Wall-resolved large-eddy simulation of flow past a circular cylinder

Wall-resolved large-eddy simulations (LES) about a smooth-walled circular cylinder are described over a range of Reynolds number from $Re_D = 3.9\times 10^3$ (subcritical) to above the drag crisis, $Re_D=8.5\times 10^5$ (supercritical), where $D$ is the cylinder diameter. The span-wise domain is $3\,D$ for $Re_D \le 10^5$ and $D$ otherwise. The numerical method is a fourth-order finite-difference discretization on a standard curvilinear O-grid. The stretched-vortex sub-grid scale model is used in the whole domain, including regions of large-scale separated flow. For $Re_D \le10^5$, calculations of the skin-friction coefficient versus polar angle $\theta$ along the cylinder surface and its dependence on $Re_D$ are well captured in comparison with experimental data. Proper separation behavior is observed. For high $Re_D$, a fine mesh $8192\times 1024\times 256$ is used.
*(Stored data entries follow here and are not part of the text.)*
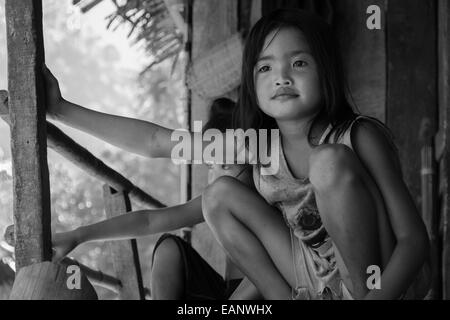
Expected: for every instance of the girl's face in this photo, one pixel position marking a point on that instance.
(286, 77)
(235, 170)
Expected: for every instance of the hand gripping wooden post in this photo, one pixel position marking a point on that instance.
(124, 252)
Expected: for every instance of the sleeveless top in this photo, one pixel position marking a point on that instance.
(313, 250)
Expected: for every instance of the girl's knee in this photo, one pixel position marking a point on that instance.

It is found that a blowing/suction-type perturbation of the wall-normal velocity along a span-wise strip, with angular position at $\theta =50-60^o$, is then required in order to produce flow separation in accordance with experiment at Reynolds numbers in the drag-crisis regime. Results presented will focus on the skin-friction behavior and details of flow separation.